比較実施例1におけるレーザ光スキャナ100をこのように構成することによって、本比較実施例1では、レーザダイオードから放出された発散光は、コリメートレンズ102によって平行光束に変換され、集光シリンドリカルレンズ104によって遅軸方向成分のみを集光されて、光導波路構造からなる光偏向素子14内部に導かれることが確認された。また、光偏向素子14から出力された光は遅軸方向に大きな広がり角を有するが、出力光学系106により平行光束に変換され、レーザ光スキャナ100からの出力として放出されることが確認された。
ここで、比較実施例1におけるレーザダイオードから出力された速軸方向成分の広がり角を30°と仮定すると、3.0mmの焦点距離を有するレンズをコリメートレンズ102として採用すると、速軸方向のビーム幅は約1.6mmとなり、分極反転領域の幅(図3(B)中、幅D参照)に対して好適であった。しかし、遅軸方向成分は完全には平行光束に変換されず、ある程度の広がり角を持つ。この遅軸方向成分は、集光シリンドリカルレンズ104によって集光されるが、集光シリンドリカルレンズ104では、平行光束ではない遅軸方向成分を集光することになるため、光偏向素子14を構成する光導波路のコア厚に相当するような微小領域に集光することは困難であることが確認された。
すなわち、比較実施例1においては、光偏向素子14の光利用効率を、光線追跡シミュレーションによって算出したところ、20%以下であった。

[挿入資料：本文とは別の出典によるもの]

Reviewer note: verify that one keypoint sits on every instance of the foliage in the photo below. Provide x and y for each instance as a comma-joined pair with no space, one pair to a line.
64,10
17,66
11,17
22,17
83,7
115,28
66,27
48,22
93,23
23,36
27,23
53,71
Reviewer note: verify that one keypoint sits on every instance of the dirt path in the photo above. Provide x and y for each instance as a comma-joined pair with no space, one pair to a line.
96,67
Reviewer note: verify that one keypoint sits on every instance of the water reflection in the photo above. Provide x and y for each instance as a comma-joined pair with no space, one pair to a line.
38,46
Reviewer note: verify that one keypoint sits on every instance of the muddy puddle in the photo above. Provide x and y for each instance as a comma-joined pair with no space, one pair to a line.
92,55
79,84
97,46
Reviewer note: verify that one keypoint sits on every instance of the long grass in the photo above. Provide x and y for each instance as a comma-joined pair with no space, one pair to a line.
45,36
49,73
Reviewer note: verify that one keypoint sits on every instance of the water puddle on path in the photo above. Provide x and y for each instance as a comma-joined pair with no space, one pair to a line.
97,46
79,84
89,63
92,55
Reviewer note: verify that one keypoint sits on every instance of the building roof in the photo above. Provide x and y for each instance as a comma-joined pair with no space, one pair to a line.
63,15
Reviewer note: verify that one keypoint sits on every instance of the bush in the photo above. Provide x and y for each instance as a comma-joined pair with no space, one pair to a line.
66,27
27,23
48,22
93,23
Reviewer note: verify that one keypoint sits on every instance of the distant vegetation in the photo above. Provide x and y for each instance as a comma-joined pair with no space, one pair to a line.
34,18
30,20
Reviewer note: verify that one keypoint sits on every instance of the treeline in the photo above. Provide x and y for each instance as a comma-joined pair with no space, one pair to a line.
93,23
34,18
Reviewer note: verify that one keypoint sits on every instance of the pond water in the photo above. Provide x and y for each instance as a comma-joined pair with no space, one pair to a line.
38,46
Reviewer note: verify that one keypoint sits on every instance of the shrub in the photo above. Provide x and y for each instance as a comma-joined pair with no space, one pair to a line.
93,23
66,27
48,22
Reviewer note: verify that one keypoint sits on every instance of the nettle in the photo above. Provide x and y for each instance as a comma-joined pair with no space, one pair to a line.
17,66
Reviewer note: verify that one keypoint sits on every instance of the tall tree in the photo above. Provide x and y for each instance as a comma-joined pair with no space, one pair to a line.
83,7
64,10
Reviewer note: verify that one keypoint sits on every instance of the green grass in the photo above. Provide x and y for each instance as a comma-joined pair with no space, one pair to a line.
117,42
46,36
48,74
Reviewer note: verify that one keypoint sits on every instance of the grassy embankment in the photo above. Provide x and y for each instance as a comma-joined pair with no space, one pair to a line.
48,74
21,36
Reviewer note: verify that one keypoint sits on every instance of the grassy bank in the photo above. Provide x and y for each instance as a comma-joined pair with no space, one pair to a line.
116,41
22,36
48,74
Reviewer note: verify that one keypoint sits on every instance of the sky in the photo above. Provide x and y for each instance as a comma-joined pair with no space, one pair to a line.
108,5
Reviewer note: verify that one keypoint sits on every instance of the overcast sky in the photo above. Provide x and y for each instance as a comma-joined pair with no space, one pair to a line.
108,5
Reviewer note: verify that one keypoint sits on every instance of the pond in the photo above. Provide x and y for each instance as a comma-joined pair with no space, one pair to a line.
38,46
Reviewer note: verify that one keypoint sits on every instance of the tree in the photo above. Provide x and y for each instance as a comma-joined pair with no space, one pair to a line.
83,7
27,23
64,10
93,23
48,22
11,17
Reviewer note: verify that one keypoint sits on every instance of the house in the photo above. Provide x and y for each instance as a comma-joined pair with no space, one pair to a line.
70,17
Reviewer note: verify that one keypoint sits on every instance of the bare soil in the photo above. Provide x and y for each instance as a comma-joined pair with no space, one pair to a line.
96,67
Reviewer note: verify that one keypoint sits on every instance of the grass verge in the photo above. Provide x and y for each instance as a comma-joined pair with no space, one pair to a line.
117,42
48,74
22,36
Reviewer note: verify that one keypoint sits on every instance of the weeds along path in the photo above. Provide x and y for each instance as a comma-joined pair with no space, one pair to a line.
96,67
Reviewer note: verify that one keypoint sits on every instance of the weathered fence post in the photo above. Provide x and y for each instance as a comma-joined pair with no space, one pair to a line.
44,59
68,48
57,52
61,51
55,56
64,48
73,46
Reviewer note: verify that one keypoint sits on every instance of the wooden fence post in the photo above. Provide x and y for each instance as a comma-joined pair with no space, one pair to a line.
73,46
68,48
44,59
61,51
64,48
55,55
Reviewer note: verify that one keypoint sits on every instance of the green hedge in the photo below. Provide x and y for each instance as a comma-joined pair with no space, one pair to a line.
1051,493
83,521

なお、比較実施例1の構成のレーザ光スキャナ100において、速軸方向成分を導波路のコア厚方向に設定することにより光利用効率を向上させることも可能であるが、この場合には、ビーム品質の劣悪な遅軸方向成分がビーム偏向される方向となる。一般的にマルチモード発振レーザダイオードについてはそのビーム広がり角がシングルモード発振のビーム広がり角の10〜100倍程度と大きいことが知られている。これはレーザ光スキャナの解像点数を1/10〜1/100程度に低減させることに等しい。すなわち、実施例1におけるレーザ光スキャナの解像点数が100点程度であったの対して、比較実施例1の構成では解像点数が1点〜10点程度と低減するといえる。
従って、比較実施例1の構成のレーザ光スキャナは、実施例1の構成のレーザ光スキャナに比べて、高光利用効率と高解像点数を両立することは出来ないといえる。